Шум и крики за окнами усилились, задребезжали стекла.
— С ними! — кивнул Нексе на окна и вышел из кабинета…
…Нексе с трудом пробирается сквозь толпу, запрудившую Фредериксброгаде. С моста Королевы Луизы идет трамвай. Толстый, усатый вагоновожатый изо всех сил звонит, но вынужден остановиться перед толпой. Люди кричат, ругаются, требуют, чтобы вагоновожатый слез.

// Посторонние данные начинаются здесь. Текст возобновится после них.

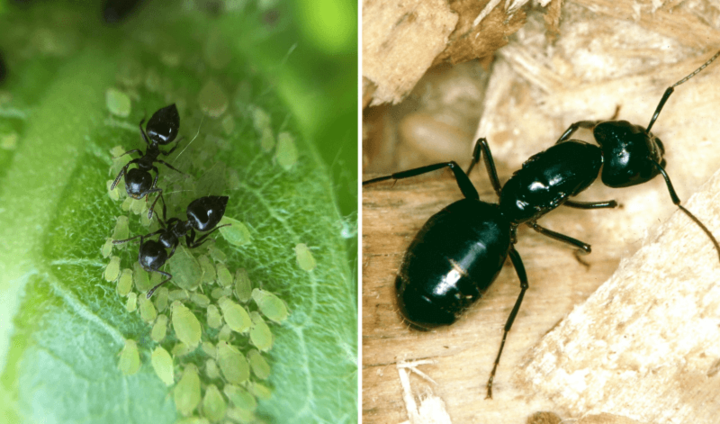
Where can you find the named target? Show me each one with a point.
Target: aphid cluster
(214, 323)
(460, 251)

Тот звонит и пускает трамвай вперед. Он почти наезжает на демонстрантов.
Толпой овладел гнев. Зазвенело выбитое вагонное окно. Кто-то взобрался на крышу трамвая и скинул дугу с проводов. Трамвай стал.
Молодой корнет из службы боевого обеспечения в форменной фуражке и со шпагой на боку выскочил из вагона.
— Хамье! — шипит он злобно.
Его окружают демонстранты. Срывают с него шпагу и фуражку. От унижения и бессилия слезы текут по его лицу. Он вырывается, кто-то подставляет ему ножку, и он летит в грязь.
И тут Нексе увидел нового сотрудника «Социал-демократен» в его маскарадном промасленном картузе. Альберт достает из кармана свисток и дует в него. При звуке свистка шофер такси выскакивает из машины, бежит к уличному телефону, вынимает его из коробки и что-то говорит.
И почти сразу появляется бронированный полицейский автомобиль. Из него вываливается с десяток блюстителей порядка. Подходят два такси, набитые полицейскими в шлемах. Из ворот на Рёмерсгаде выбегает около сотни полицейских с поднятыми дубинками.
— Очистите улицу! Очистите улицу! Во имя короля и закона! — кричит бегущий полицейский офицер.
Но толпа зажала самое себя, и полицейские пускают в ход дубинки.